Similar Species & How to Tell Them Apart

  • Chestnut Bunting is an entirely different pattern — overall chestnut head/back with plain yellow underparts and no breast band or cheek-specific patch — so a chestnut cheek feather paired with a spotted breast band clearly points to Chestnut-eared rather than Chestnut Bunting.
  • Meadow Bunting, a close relative with a similar streaked breast band, has a broader, bolder white supercilium (eyebrow stripe) and lacks as bold a chestnut cheek patch — the strength and boldness of the cheek patch is the best way to separate the two.
  • The specific combination of chestnut cheek patch + spotted chestnut breast necklace is what narrows the ID to Chestnut-eared Bunting among regional buntings.

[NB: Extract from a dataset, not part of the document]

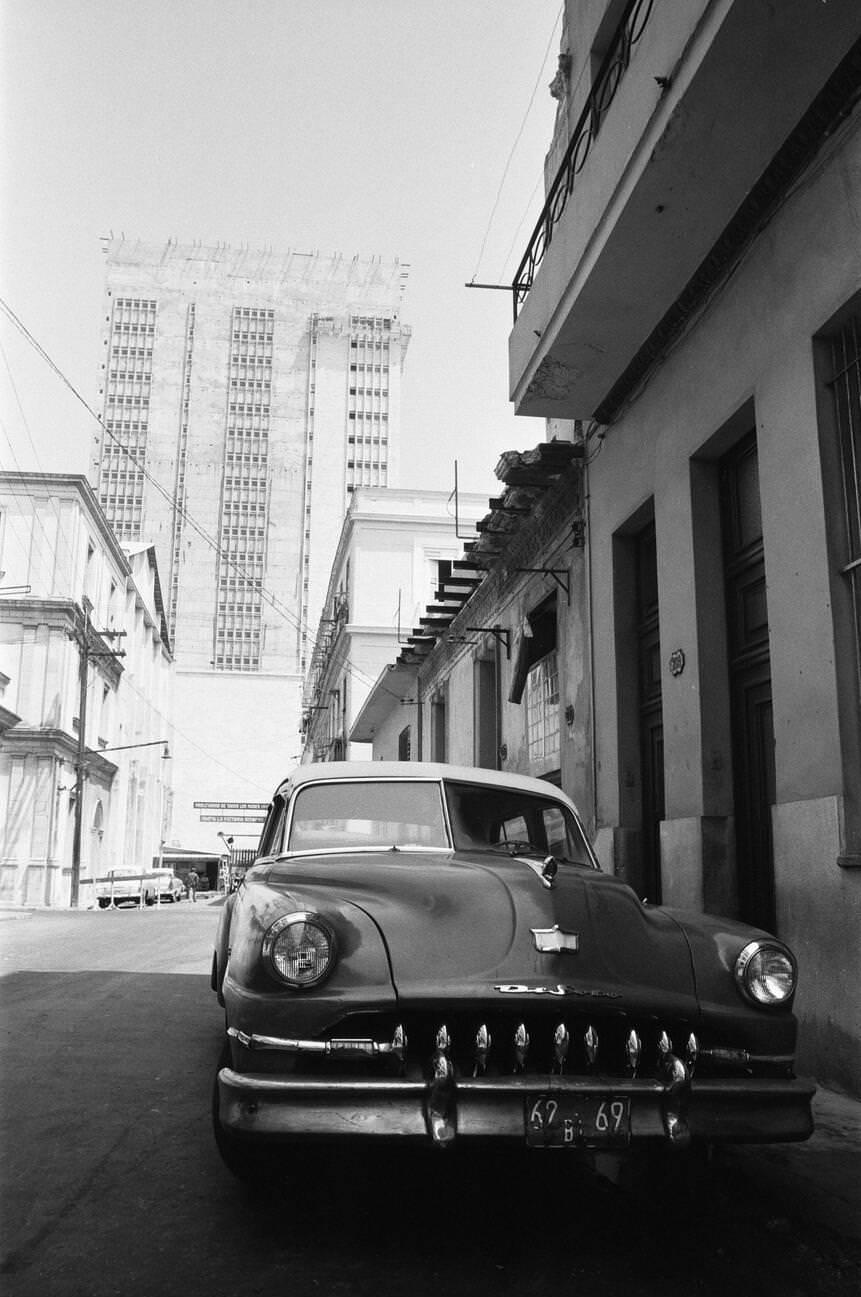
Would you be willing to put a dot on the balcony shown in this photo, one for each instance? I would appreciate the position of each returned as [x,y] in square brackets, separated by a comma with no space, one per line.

Where & When You'll Find Them

Chestnut-eared Bunting breeds across northeastern Asia — Siberia, China, Japan, and Korea — favoring grassy wetland edges, damp meadows, and scrubby habitat near water rather than dry open steppe. It's migratory, wintering across southern China, Southeast Asia, and parts of India, typically in similar damp grassy or reedy habitat. The post-breeding molt happens in July and August after nesting concludes, so feathers are most likely to be found near breeding-ground wetland edges in late summer, or on wintering grasslands and marsh edges further south through the colder months.

Frequently asked questions

What's the key identifying feature of a Chestnut-eared Bunting feather?

A chestnut-colored cheek/ear patch feather paired with a black-spotted chestnut breast band feather, set against a gray crown.

How is this different from Chestnut Bunting?

Chestnut Bunting has an overall chestnut head and back with plain yellow underparts and no breast band, a completely different pattern.

What about Meadow Bunting?

Meadow Bunting has a bolder, broader white eyebrow stripe and a less pronounced chestnut cheek patch than Chestnut-eared Bunting.

When does this species molt?

Post-breeding molt occurs in July and August after nesting, before migration south.

Where should I look for these feathers?

Grassy wetland edges in northeastern Asia during breeding season, or grasslands of southern China, Southeast Asia, and India in winter.